There is neither moral nor practical (nor even rational) explanation for the damage inflicted the cuts to USAID, especially the cruelty and politically motivated suddenness of them. Nonetheless, there are some questions to be asked.
Let’s start with the runner up questions – things we should ask ourselves.
- What contingency plans do aid agencies establish to ensure as best as possible the continuity of projects?
- Given the “known unknown” of this risk, what contingency plans were put in place over the past two years, the past six months, or even the past 100 days?
- What is the policy and practice of each agency with regard to operational reserves?
The President’s dictate is appalling.
Yet Trump’s ascendency was hardly a black swan, even if the immediacy of the consequences might be (though even there…). The humanitarian sector resembles an enormous convoy of aid, much of it crucial to people in crisis. Driving down a jagged political highway, how many programs carried a spare tire or two?
The foresight to manage risk and build institutional reserves requires the commitment of governing boards and executive teams over decades. Yet we’ve all seen different priorities in institutional growth – size, complexity, and increased spending on [fill in the blank].
Internal policy varies across MSF sections, but when I was a director, we aimed to maintain 4 – 9 months of operational reserves. Doing so brought painful discussions and often bitter finger-pointing about what (or, in MSF and other INGOs, who) would not be funded, even when money in the Bank of MSF could have covered costs or institutional funding was readily available.
- To what extent has the humanitarian principle of independence guided decisions related to the institutional funding of projects?
Institutional/government funding is not the enemy. Yet it has too often become a simple choice for maximalization within a purely consequentialist worldview. We take money to ‘save lives’ even if it came bundled up with political and military strings that cost lives; we’ve accepted to toil as “force multipliers” (or ‘useful enemies’) and that our work functions “tirelessly to advance U.S. priorities and values globally”. These are not hidden strings, and I am not even addressing deeper critiques of injustice, inequity, or antiquated binaries of rich and poor societies.

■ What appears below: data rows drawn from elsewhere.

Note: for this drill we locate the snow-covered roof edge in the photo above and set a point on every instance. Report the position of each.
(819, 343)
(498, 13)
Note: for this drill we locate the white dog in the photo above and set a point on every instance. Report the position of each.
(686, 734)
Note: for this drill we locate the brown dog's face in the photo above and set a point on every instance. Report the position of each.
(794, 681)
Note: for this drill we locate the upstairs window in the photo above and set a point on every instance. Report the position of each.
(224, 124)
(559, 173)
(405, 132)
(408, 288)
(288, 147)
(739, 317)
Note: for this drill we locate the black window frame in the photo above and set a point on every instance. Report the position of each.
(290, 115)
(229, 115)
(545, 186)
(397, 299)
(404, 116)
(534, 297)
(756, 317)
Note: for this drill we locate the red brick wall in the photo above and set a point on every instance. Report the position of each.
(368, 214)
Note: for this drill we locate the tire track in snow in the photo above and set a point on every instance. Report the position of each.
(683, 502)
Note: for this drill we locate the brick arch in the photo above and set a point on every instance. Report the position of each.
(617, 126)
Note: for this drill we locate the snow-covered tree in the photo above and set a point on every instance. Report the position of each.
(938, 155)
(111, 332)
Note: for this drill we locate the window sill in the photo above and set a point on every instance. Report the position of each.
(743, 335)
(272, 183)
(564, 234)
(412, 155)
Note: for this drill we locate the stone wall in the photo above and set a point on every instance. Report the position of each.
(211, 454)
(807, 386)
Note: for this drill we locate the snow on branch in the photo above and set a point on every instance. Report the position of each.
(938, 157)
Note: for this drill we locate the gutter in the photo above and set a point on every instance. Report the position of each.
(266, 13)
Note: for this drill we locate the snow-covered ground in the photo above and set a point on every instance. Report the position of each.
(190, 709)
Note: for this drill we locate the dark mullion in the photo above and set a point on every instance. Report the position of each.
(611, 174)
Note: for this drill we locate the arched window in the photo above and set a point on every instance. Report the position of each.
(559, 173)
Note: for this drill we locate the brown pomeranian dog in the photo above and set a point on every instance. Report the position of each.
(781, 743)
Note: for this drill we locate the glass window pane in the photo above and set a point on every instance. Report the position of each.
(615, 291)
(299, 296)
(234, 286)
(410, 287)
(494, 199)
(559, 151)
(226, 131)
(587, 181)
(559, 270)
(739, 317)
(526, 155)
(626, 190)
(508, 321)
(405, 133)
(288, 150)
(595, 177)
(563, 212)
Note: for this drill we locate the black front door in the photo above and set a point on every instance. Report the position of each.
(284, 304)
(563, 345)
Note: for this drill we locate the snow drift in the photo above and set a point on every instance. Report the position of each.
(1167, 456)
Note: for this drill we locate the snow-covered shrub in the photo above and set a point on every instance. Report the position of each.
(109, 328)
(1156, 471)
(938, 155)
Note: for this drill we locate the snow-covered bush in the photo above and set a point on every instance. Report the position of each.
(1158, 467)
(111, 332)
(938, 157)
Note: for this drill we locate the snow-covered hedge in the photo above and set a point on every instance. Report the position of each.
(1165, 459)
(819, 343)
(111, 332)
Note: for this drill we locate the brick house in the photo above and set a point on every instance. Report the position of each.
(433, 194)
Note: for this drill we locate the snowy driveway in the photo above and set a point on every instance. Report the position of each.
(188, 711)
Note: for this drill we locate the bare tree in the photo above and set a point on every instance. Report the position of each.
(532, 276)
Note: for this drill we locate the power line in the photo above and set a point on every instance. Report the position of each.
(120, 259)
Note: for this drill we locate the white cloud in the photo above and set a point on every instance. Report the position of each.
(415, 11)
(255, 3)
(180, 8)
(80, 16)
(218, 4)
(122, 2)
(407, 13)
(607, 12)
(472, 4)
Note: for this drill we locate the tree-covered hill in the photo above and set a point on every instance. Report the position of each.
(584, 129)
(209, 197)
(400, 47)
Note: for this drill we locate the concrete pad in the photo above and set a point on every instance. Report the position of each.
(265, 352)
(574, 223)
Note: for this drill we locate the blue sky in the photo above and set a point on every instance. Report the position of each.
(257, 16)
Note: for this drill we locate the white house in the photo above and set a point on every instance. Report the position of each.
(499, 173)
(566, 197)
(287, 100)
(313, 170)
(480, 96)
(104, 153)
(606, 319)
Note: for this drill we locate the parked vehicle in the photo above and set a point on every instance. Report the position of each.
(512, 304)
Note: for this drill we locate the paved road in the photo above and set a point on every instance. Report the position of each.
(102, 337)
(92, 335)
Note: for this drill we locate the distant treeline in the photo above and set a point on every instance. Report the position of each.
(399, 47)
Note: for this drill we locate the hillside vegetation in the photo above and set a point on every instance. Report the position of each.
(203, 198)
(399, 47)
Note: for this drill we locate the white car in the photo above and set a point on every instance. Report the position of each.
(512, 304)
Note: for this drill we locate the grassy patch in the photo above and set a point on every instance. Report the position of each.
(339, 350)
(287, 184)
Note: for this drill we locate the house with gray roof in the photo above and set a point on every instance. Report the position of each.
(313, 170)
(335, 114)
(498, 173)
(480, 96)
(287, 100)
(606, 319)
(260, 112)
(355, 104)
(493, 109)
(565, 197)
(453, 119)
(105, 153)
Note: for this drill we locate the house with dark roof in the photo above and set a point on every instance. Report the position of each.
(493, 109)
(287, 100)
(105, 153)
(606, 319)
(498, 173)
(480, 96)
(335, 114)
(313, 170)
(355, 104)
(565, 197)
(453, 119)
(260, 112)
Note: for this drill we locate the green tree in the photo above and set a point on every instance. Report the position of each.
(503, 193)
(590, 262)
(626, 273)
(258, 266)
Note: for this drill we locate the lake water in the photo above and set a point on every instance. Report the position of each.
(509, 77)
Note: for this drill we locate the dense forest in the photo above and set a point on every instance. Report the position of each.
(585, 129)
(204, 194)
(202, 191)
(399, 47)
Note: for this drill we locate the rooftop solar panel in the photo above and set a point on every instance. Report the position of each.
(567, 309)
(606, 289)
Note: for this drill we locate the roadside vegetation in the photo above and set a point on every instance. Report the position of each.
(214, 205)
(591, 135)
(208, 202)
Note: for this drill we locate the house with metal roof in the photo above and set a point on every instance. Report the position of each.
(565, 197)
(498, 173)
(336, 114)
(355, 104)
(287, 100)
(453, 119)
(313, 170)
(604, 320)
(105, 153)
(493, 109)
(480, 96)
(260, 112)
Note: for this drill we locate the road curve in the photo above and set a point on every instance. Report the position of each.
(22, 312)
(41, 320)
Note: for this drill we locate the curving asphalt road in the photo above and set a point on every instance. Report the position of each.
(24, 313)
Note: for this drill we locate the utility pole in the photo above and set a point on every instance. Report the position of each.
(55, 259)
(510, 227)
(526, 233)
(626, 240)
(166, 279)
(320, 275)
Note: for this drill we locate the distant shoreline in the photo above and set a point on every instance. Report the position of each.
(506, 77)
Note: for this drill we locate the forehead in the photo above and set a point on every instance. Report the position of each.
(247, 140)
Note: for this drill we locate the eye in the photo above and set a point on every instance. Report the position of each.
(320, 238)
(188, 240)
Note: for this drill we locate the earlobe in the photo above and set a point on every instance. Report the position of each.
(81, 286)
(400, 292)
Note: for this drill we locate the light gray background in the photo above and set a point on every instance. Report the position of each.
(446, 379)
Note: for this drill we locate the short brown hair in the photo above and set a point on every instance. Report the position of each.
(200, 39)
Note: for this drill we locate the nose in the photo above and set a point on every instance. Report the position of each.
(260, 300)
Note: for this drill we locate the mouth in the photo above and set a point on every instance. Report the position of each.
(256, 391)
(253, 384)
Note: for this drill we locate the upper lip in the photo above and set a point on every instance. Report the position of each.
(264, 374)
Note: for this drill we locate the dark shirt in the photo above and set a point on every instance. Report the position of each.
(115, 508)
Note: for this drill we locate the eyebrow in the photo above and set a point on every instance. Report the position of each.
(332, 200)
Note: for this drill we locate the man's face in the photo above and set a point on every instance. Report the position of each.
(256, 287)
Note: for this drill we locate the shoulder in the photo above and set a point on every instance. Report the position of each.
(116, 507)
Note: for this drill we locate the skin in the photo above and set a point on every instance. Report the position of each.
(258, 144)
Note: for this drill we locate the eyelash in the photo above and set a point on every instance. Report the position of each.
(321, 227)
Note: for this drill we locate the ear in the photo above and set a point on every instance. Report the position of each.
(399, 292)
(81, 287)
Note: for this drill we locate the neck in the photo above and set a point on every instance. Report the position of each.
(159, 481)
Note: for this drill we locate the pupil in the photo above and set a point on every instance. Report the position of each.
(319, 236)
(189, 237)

MSF has followed a very different trajectory. It would be simplistic to see its wild financial success as a fortuitous enabler of its independence. Viewing humanitarian action as an inherently political engagement with crisis, as a protest against indifference and inhumanity, MSF’s 1995 Chantilly Principles (in essence its constitution) positioned independence as a guarantor of the “freedom of choice in its operation decisions”, and explicitly rejected to be “used as an instrument of foreign policy by any government.”
- How will impartiality guide the prioritization necessitated by funding cuts, and how will creative adaptation soften the impact on people in crisis?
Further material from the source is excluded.